Shafqat Ali Khan
Sublime Sufi (ARC Music EUCD 1798, 2003)
This is one of the most pleasant surprises of 2003. Pakistani Qawwali singer Shafqat Ali Khan has recorded an excellent album where ancient Sufi tradition meets modern Western rock and jazz instrumentation, creating a superb hybrid sound. The album features the dramatic vocals of Ali Khan singing Sufi poems, ghazals and ragas. The line-up includes mandolin, electric guitar, tabla, dumbek electronic percussion grooves; the fiery, but also subtle, tenor sax of George Brooks; and the arrangements and keyboard work of Oakland (California) producer Douglas McKeehan.
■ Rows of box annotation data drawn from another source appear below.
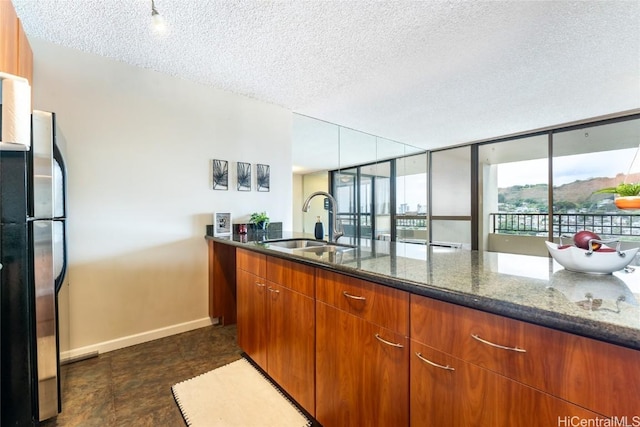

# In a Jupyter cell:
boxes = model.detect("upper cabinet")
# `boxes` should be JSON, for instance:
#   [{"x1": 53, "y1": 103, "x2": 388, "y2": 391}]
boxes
[{"x1": 0, "y1": 0, "x2": 33, "y2": 84}]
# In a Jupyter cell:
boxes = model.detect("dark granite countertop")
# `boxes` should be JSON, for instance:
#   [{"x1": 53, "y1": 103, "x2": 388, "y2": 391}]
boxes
[{"x1": 206, "y1": 231, "x2": 640, "y2": 350}]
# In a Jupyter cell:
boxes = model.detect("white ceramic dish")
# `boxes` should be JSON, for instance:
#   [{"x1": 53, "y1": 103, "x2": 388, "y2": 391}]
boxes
[{"x1": 544, "y1": 242, "x2": 638, "y2": 274}]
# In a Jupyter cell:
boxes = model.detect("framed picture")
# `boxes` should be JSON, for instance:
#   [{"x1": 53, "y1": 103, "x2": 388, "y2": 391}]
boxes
[
  {"x1": 211, "y1": 159, "x2": 229, "y2": 190},
  {"x1": 213, "y1": 212, "x2": 232, "y2": 236},
  {"x1": 256, "y1": 164, "x2": 270, "y2": 191},
  {"x1": 237, "y1": 162, "x2": 251, "y2": 191}
]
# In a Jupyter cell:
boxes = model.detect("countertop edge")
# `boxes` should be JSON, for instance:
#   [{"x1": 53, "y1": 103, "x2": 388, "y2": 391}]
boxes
[{"x1": 205, "y1": 235, "x2": 640, "y2": 350}]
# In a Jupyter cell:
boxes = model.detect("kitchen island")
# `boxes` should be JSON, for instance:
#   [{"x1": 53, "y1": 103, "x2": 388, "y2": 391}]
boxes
[{"x1": 207, "y1": 233, "x2": 640, "y2": 427}]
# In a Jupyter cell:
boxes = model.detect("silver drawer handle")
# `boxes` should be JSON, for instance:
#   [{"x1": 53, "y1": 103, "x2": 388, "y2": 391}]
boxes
[
  {"x1": 342, "y1": 291, "x2": 366, "y2": 301},
  {"x1": 471, "y1": 334, "x2": 527, "y2": 353},
  {"x1": 375, "y1": 334, "x2": 404, "y2": 348},
  {"x1": 416, "y1": 351, "x2": 455, "y2": 371}
]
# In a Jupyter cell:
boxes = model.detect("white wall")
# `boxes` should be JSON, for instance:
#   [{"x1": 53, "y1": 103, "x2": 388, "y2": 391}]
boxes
[{"x1": 30, "y1": 39, "x2": 292, "y2": 357}]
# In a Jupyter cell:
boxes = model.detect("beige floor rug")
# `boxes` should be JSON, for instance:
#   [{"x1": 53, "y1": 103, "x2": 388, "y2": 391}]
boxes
[{"x1": 171, "y1": 359, "x2": 311, "y2": 427}]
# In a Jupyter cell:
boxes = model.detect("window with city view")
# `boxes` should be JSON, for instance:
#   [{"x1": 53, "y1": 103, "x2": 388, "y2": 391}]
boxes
[{"x1": 479, "y1": 119, "x2": 640, "y2": 254}]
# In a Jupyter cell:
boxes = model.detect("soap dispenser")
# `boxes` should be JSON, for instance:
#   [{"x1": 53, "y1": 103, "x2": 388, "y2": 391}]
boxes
[{"x1": 314, "y1": 216, "x2": 324, "y2": 240}]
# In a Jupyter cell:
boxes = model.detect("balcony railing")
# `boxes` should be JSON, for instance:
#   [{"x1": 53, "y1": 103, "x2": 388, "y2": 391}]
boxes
[{"x1": 490, "y1": 213, "x2": 640, "y2": 238}]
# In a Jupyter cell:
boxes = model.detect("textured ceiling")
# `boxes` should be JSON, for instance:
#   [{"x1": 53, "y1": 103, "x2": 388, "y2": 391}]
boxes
[{"x1": 12, "y1": 0, "x2": 640, "y2": 157}]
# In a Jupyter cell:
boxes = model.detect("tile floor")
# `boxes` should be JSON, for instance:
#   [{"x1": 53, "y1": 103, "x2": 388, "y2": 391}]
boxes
[{"x1": 40, "y1": 325, "x2": 241, "y2": 427}]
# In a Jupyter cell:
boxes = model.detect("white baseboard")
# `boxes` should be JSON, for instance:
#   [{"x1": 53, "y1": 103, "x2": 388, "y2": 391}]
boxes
[{"x1": 60, "y1": 317, "x2": 218, "y2": 363}]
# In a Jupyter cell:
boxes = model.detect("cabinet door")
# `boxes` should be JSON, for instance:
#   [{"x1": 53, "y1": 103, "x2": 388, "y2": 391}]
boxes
[
  {"x1": 267, "y1": 282, "x2": 316, "y2": 415},
  {"x1": 411, "y1": 295, "x2": 640, "y2": 420},
  {"x1": 316, "y1": 269, "x2": 409, "y2": 336},
  {"x1": 266, "y1": 257, "x2": 316, "y2": 298},
  {"x1": 0, "y1": 0, "x2": 18, "y2": 74},
  {"x1": 236, "y1": 269, "x2": 267, "y2": 370},
  {"x1": 410, "y1": 340, "x2": 603, "y2": 427},
  {"x1": 316, "y1": 302, "x2": 409, "y2": 427}
]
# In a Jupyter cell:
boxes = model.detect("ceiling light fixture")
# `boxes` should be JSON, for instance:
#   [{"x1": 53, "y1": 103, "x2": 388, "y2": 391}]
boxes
[{"x1": 151, "y1": 0, "x2": 167, "y2": 33}]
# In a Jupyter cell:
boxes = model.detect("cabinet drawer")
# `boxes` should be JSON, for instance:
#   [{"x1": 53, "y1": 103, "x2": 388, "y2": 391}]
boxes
[
  {"x1": 316, "y1": 269, "x2": 409, "y2": 335},
  {"x1": 411, "y1": 295, "x2": 640, "y2": 417},
  {"x1": 410, "y1": 340, "x2": 602, "y2": 427},
  {"x1": 267, "y1": 257, "x2": 316, "y2": 298},
  {"x1": 236, "y1": 248, "x2": 267, "y2": 277}
]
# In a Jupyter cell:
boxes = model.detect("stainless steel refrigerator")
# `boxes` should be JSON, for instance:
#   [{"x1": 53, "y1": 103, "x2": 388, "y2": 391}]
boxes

Doug McKeehan and Shafqat have known one another almost seven years, meeting in 1994, during a visit to the U.S. by Shafqat’s father, the renowned Pakistani vocalist Salamat Ali Khan. McKeehan, a keyboardist who has performed with the world fusion group Ancient Future, has long harbored a love of Indian and Pakistani music and culture.
Shafqat Ali Khan was born June 17, 1972 in Lahore, Pakistan. He began his professional career at the prodigious age of seven, performing two very difficult ragas at the Punjab Music Festival in 1980; his professional training had already begun when he was four years old. “People were amazed. I sang for twenty minutes.” Afterwards, he was approached by Radio Pakistan, which led to a series of on-air recitals which spread the fame of this preternaturally endowed talent. By the age of eight, Shafqat had already proved his mettle, earning widespread regard as a classical artist of merit. Further classical performances on area television stations enhanced his public profile.